Leaving only his toenails behind

 


So as someone on Twitter said yesterday, here we got the BBC's Nick Robinson "basically tweeting, with a nod and a wink, telling people to complain to Ofcom about the new "Fox News" channel".

If the overwhelmingly hostile online response to Nick's outrageous tweet is anything to go by, it backfired on him  spectacularly. (Good!). 
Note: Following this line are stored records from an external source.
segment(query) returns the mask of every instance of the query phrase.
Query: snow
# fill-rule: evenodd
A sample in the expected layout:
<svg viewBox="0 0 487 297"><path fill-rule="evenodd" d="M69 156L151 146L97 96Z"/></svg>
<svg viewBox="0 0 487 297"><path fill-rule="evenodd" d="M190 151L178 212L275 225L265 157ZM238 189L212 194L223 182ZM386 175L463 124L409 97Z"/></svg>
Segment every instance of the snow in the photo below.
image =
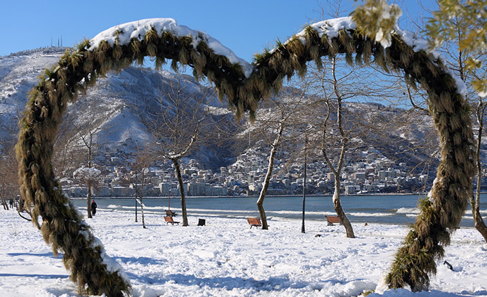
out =
<svg viewBox="0 0 487 297"><path fill-rule="evenodd" d="M88 167L81 166L74 170L72 173L72 176L80 181L88 181L96 179L100 174L101 174L101 172L94 167Z"/></svg>
<svg viewBox="0 0 487 297"><path fill-rule="evenodd" d="M352 19L351 17L321 21L310 25L318 32L318 36L319 36L320 38L323 34L326 34L330 39L338 37L338 32L341 30L355 30L357 28L357 23ZM446 65L444 61L443 61L443 58L439 52L430 48L430 43L427 39L419 37L416 33L402 30L398 26L396 26L395 31L395 33L408 45L410 46L415 52L424 50L433 55L434 59L433 61L433 63L436 63L435 60L440 60L443 62L443 65ZM296 34L303 43L306 42L306 39L303 38L305 34L306 29ZM379 32L377 32L375 38L376 41L379 42L384 48L390 46L390 43L388 41L386 37L384 35L381 29ZM291 39L288 39L286 43L289 42L290 40ZM467 87L465 83L448 67L444 66L444 69L446 72L449 73L455 80L458 93L465 96L467 94ZM484 95L484 96L487 95L487 92L486 92L486 94L479 94L481 96L482 95Z"/></svg>
<svg viewBox="0 0 487 297"><path fill-rule="evenodd" d="M232 63L240 64L246 77L250 76L252 72L253 67L248 62L237 57L235 53L222 45L218 40L186 25L178 25L174 19L146 19L116 25L93 37L90 41L91 46L88 50L95 50L102 41L107 41L112 46L115 43L127 45L130 39L134 38L142 41L147 32L152 28L155 29L159 36L164 31L170 32L178 37L188 36L192 38L192 45L195 48L201 41L204 41L216 54L225 56ZM200 37L202 37L203 40Z"/></svg>
<svg viewBox="0 0 487 297"><path fill-rule="evenodd" d="M354 223L358 237L350 239L343 226L324 220L307 221L301 234L300 220L275 216L266 231L250 229L244 218L210 215L189 216L189 227L171 226L148 210L144 229L140 212L135 223L133 210L107 207L86 223L126 272L135 297L352 296L370 290L376 293L369 296L487 296L487 244L472 228L455 233L430 291L412 293L381 285L404 226ZM201 217L206 225L198 227ZM78 296L62 255L53 256L30 222L3 210L0 228L0 296Z"/></svg>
This is a highly representative selection of the most-liked replies:

  • Dear Ofcom, please ignore Nick's ramblings. He’s really not qualified to speak on our behalf, even though he thinks he is.
  • Does a biased, socially elitist, metropolitan public service broadcaster completely out-of-touch with working class people improve democracy? Send your answer to Ofcom and 10 Downing Street.
  • Surely "debate" is best served by providing more than one opinion?
  • Perhaps those who are scared of this new channel are merely recognising that the wider public have never shared their flavour of opinion?
  • I'm not wild about the idea. But it was sadly inevitable given the blatant lib-left bias of the BBC and Sky News over recent years. We've lost impartiality in our news coverage; it's a shame that it's come to this, but a counter-balance is long overdue.
  • Heaven forbid it might not conform to the “correct” opinions mandated by the the BBC? The fact that you can’t see, or simply don’t care, that your woke hive mind, has ruined BBC impartiality, is precisely why we all now need to seek diversity of thought elsewhere.
  • Without a doubt if it balances the left wing bias of the BBC and Sky News. Can't wait.
  • How worried is fake news BBC? THIS worried.
  • If it includes Andrew Neil, I can't wait. He was the BBC's best presenter and questioner and highly thought of by the viewers.  Freezing him out was a big mistake for the BBC.  How stupid to get rid of one of their biggest assets.
  • The BBC created the gap in the market. If you are feeling threatened by the competition then you should have thought about that before.
  • I find TV news unwatchable now, as I know do many others.
  • Are you saying that situation should continue, and because we don’t like what you’re offering, we should be deprived of any alternative?